My favourite small hash table

I'm the kind of person who thinks about the design and implementation of hash tables. One design which I find particularly cute, and I think deserves a bit more publicity, is Robin Hood open-addressing with linear probing and power-of-two table size. If you're not familiar with hash table terminology, that might look like a smorgasbord of random words, but it should become clearer as we look at some actual code.

To keep the code simple to start with, I'm going to assume:

Keys are randomly-distributed 32-bit integers.
Values are also 32-bit integers.
If the key 0 is present, its value is not 0.
The table occupies at most 32 GiB of memory.

Each slot in the table is either empty, or holds a key and a value. The combination of properties (1) and (2) allows a key/value pair to be stored as a 64-bit integer, and property (3) means that the 64-bit value 0 can be used to represent an empty slot (some hash table designs also need a special value for representing tombstones, but this design doesn't need tombstones). Combining a key and a value into 64 bits couldn't be easier: the low 32 bits hold the key, and the high 32 bits hold the value.

The structure for the table itself needs a pointer to the array of slots, the length of said array, and the number of non-empty slots. As the length is always a power of two, it's more useful to store length - 1 instead of length, which leads to mask rather than length, and property (4) means that mask can be stored as 32 bits. As the load factor should be less than 100%, we can assume count < length, and hence count can also be 32 bits. This leads to a mundane-looking:

struct hash_table_t {
  uint64_t* slots;
  uint32_t mask;
  uint32_t count;
};

Property (1) means that we don't need to hash keys, as they're already randomly distributed. Every possible key K has a "natural position" in the slots array, which is just K & mask. If there are collisions, the slot in which a key actually ends up might be different to its natural position. The "linear probing" part of the design means that if K cannot be in its natural position, the next slot to be considered is (K + 1) & mask, and if not that slot then (K + 2) & mask, then (K + 3) & mask, and so on. This leads to the definition of a "chain": if K is some key present in the table, C_K denotes the sequence of slots starting with K's natural position and ending with K's actual position. We have the usual property of open-addressing: none of the slots in C_K are empty slots. The "Robin Hood" part of the design then imposes an additional rather interesting property: for each slot S in C_K, Score(S.Index, S.Key) ≥ Score(S.Index, K), where:

S.Index is the index of S in the slots array (not the index of it in C_K).
S.Key is the key present in slot S (i.e. the low 32 bits of slots[S.Index]).
Score(Index, Key) is (Index - Key) & mask.

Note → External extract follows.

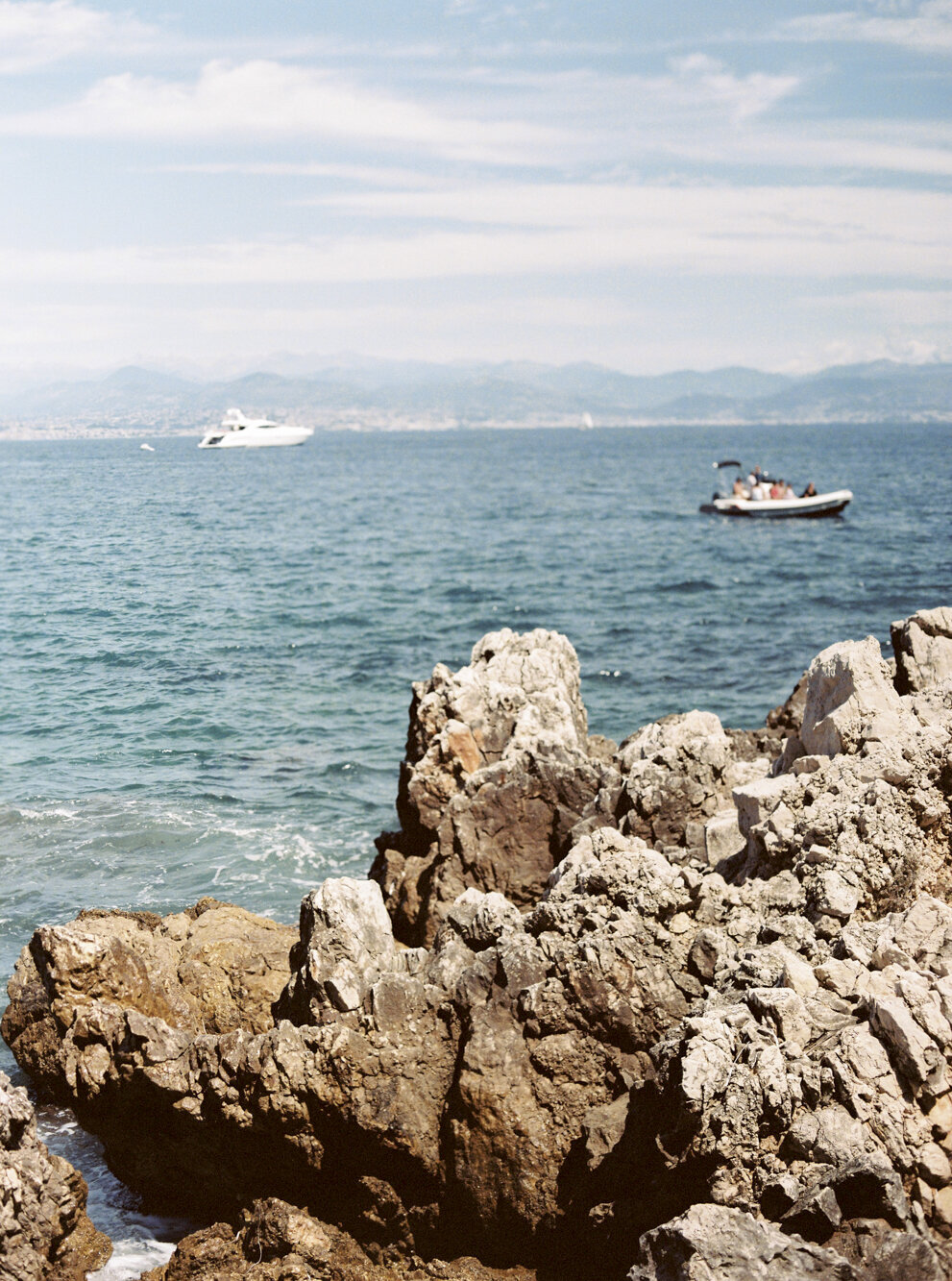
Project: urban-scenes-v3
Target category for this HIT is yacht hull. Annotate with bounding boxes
[199,427,312,450]
[701,489,853,520]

These properties give us the termination conditions for the lookup algorithm: for a possible key K, we look at each slot starting from K's natural position, and either we find K, or we find an empty slot, or we find a slot with Score(S.Index, S.Key) < Score(S.Index, K). In either of the latter two cases, K cannot have been present in the table. In the function below, Score(S.Index, K) is tracked as d. In a language with a modern type system, the result of a lookup would be Optional<Value>, but if sticking to plain C, property (3) can be used to make something similar: the 64-bit result is zero if the key is absent, and otherwise the value is in the low 32 bits of the result (which may themselves be zero, but the full 64-bit result will be non-zero). The logic is thus:

uint64_t table_lookup(hash_table_t* table, uint32_t key) {
  uint32_t mask = table->mask;
  uint64_t* slots = table->slots;
  for (uint32_t d = 0;; ++d) {
    uint32_t idx = (key + d) & mask;
    uint64_t slot = slots[idx];
    if (slot == 0) {
      return 0;
    } else if (key == (uint32_t)slot) {
      return (slot >> 32) | (slot << 32);
    } else if (((idx - (uint32_t)slot) & mask) < d) {
      return 0;
    }
  }
}

If using a rich 64-bit CPU architecture, many of the expressions in the above function are cheaper than they might initially seem:

slots[idx] involves zero-extending idx from 32 bits to 64, multiplying it by sizeof(uint64_t), adding it to slots, and then loading from that address. All this is a single instruction on x86-64 or arm64.
key == (uint32_t)slot involves a comparison using the low 32 bits of a 64-bit register, which is a completely standard operation on x86-64 or arm64.
(slot >> 32) | (slot << 32) is a rotation by 32 bits, which again is a single instruction on x86-64 or arm64.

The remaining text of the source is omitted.